Carole Sloan -- Home Textiles Today, December 31, 1969

NEW YORK — An unusually positive mood coupled with the dramatic explosion of color across all product lines gave an unexpected buoyancy to the home textiles market here last week.

Despite the clouded economic situation, retailers picked luxury bedding, upscale bath and bath coordinates, and a growing fashion approach in window coverings as some of the high spots across the market.

In terms of fashion, there were few new directions but rather an expansion and intensification of themes that have emerged over the past year: dressmaker detailing, layering, opulence, and bed and bath for age groups from kids to young adults.

"I liked what I saw and there was more than enough good product to buy," is the way Mark Grand, vp, home fashions and floor coverings for Hoffman Estates, IL-based Sears, described the market.

"For Sears, I was encouraged about the level of quality and fashion we can buy at price points that our customers can understand," he added.

"There was color all over the place, and I was glad to see it," Steve Jebbia, dmm for bed and bath at Plano, TX-based JCPenney, summarized the overall market direction. "The predominance of reds in pillows and bedding are just the beginning." Moving forward he sees the red/gold and purple families as "outstanding." Overall, he noted "opulence was even more important than before."
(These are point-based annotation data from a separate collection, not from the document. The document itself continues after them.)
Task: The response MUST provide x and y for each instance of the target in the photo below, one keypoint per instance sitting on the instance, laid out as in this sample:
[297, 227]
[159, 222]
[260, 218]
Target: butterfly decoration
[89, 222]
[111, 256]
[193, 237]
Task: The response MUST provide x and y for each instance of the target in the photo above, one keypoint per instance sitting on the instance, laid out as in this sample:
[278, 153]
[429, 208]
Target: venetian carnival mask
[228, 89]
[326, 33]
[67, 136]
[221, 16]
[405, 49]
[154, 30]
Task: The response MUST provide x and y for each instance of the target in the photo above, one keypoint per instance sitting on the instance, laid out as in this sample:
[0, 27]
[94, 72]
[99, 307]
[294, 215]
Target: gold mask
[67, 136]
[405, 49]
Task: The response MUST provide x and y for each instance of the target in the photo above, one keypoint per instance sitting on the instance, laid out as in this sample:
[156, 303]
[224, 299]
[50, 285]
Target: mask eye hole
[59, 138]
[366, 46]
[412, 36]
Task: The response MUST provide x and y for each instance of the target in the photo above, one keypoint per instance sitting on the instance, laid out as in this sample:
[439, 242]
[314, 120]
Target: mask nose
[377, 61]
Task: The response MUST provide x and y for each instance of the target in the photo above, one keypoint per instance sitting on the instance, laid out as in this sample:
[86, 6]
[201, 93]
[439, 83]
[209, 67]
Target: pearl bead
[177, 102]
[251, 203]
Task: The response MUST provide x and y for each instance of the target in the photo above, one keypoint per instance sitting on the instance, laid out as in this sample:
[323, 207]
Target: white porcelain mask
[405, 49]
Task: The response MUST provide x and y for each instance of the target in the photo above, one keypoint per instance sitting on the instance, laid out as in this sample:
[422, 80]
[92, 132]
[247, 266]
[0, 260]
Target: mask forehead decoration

"Anything we've shipped to stores with lots of color has been strong," he explained.

For Alan Holland, window covering buyer for Atlanta-based Expo Design Center, "the reds, oranges, siennas and black warps were exciting color statements, and the fabrics from taffetas, organzas, crushed fabrics, and still chenille were strong."

As for top treatments, Holland cited ascots, scarves, beaded treatments and tabs as important both for fabric window coverings "as well as being able to use them as dressing for blinds and shades."

"It was a pretty fabulous market. It was wonderful from the bed in the bag to the luxury level," said Julian Tomchin, senior vp, Macy's West, San Francisco. "And the very opulent bedrooms were very well put together," he added.

"The mood was much more positive than I would have expected," Farley Nachemin, brand president, Domestications, Weehawken, NJ, observed. "There were lots of pretty goods, but not necessarily robust." The kids segment was especially strong, he noted.

Less enthusiastic was Jim Whitehead, vp, home textiles at Myrtle Beach, SC-based HomePlace, who said it was one of the "most uninspired markets — very safe — and undoubtedly due to the economy."

What is selling for HomePlace, he commented, "is product that is new, fresh, fun and exciting — and we didn't find much of this last week. With this kind of an economy, we need more not less creativity."